The Miraculous Complexity of the Human Brain: A Journey into Connectomics

Most people don’t think about just how miraculous the human brain is. This organ contains about 80 billion neurons, each of which is connected to as many as 10,000 other neurons. Mapping the neurons themselves is a challenging endeavor, but trying to understand the connections between them is nothing short of a herculean task.

Thomas Uram, Data Science and Workflows Team Lead
Credit: Argonne National Laboratory

Pioneering Brain Mapping at Argonne National Laboratory

While fully mapping the human brain will take many more years of hard work, scientists at Argonne National Laboratory are laying the foundation for future explorations. The project is led by Argonne\’s Nicola Ferrier, Senior Computer Scientist in the Mathematics and Computer Science Division.

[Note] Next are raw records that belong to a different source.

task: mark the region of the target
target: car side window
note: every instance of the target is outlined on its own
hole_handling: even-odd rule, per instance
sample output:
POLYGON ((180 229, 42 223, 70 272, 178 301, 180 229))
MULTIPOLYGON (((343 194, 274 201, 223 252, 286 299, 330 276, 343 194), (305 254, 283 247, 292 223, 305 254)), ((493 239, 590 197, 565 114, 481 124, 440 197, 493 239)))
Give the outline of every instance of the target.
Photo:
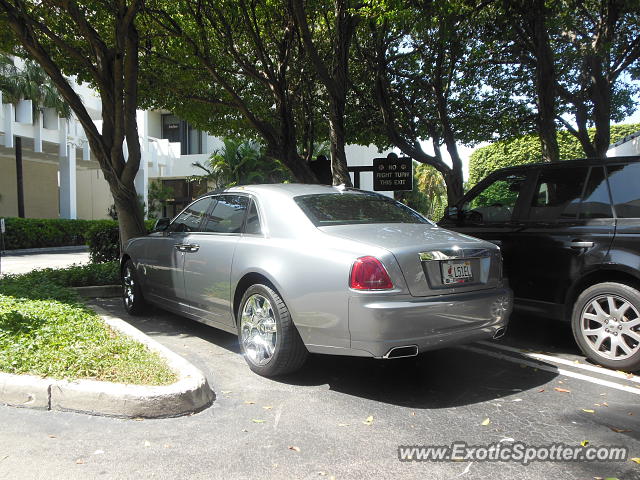
POLYGON ((640 163, 607 167, 618 218, 640 218, 640 163))
POLYGON ((533 192, 529 220, 575 219, 589 167, 542 170, 533 192))
POLYGON ((206 215, 203 231, 213 233, 241 233, 249 198, 244 195, 220 195, 206 215))
POLYGON ((592 167, 580 203, 580 219, 613 218, 609 187, 603 167, 592 167))
POLYGON ((462 218, 469 223, 506 223, 524 185, 526 175, 507 174, 496 178, 462 206, 462 218))
POLYGON ((187 208, 185 208, 167 229, 169 232, 197 232, 200 230, 200 222, 209 207, 213 199, 211 197, 205 197, 193 202, 187 208))
POLYGON ((247 213, 247 222, 244 227, 244 233, 249 235, 259 235, 262 233, 262 227, 260 226, 260 216, 258 215, 258 207, 256 201, 251 201, 249 212, 247 213))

To learn more about this amazing work, we spoke with Thomas Uram, a Computer Scientist in the Argonne Leadership Computing Facility, who is also working on the project. Uram stated that the brain is “one of the most complex things on the planet” and emphasized the importance of reconstructing its structure and connectivity to uncover the unknown.

Understanding Connectomics: A Cubic Millimeter of Brain

Research that maps the connections within an organism’s nervous system falls under the umbrella of connectomics. Given the complexity of the brain\’s structure, Uram and his colleagues focus on samples of brain tissue just a cubic millimeter in size. These samples are prepared by taking thousands of 30-nanometer-thick slices of residual human brain tissue removed during surgery.

The slices are then mounted on tape for imaging by an electron microscope. Each section is imaged individually as a collection of tiles and reassembled as a larger section. Once fully reconstructed, the sections are aligned with their neighbors, and a neural network is employed to trace objects within that stack of images. The team utilizes a neural network developed by Google called Flood-Filling Network (FNN) to assist in this complex reconstruction process.

With 80 billion neurons, each having as many as 10,000 connections to other neurons, mapping the connectomics of the brain is an extremely difficult task.

Data Challenges in Mapping the Brain

Even with a relatively small sample, studying every connection poses a significant computational challenge. A cubic millimeter of tissue imaged at a lateral resolution of four nanometers generates about two petabytes of data. Using the current neural networks available, Uram and his team could segment this amount of tissue in just a few days, utilizing all of Aurora’s computing power. However, as the scale of research increases, so do the computational requirements.

Uram pointed out that reconstructing a whole mouse brain would generate 1,000 times more data, leading to an estimated 3,000 days on Aurora. In comparison, mapping an entire human brain would demand an astronomical 3 million days of processing time—far beyond current capabilities.

The Future of Brain Mapping: Innovations and Challenges Ahead

Building machines that are 3 million times more powerful isn’t a feasible solution. Instead, Uram emphasizes the need for significant advancements in technology. If the speed of neural network segmentation improves, existing machines could handle much more complex tasks. He noted that current segmentation processes often involve errors similar to those seen in AI models like ChatGPT, necessitating extensive human proofreading to validate results.

For instance, researchers who mapped a fly\’s brain estimated that human correction of segmentation issues took thousands of hours. Beyond the challenge of human oversight, there is also a pressing storage problem. The data generated from cubic millimeter samples currently reaches petabytes—but for larger projects, storage needs could surpass exabytes, demanding new innovations in data management.

Uram remains optimistic about tackling these daunting obstacles. “I have always been interested in the big questions of life,” he said. The quest to understand how the brain works is indeed a complex and vexing question—a great unknown that researchers like Uram are keen to explore.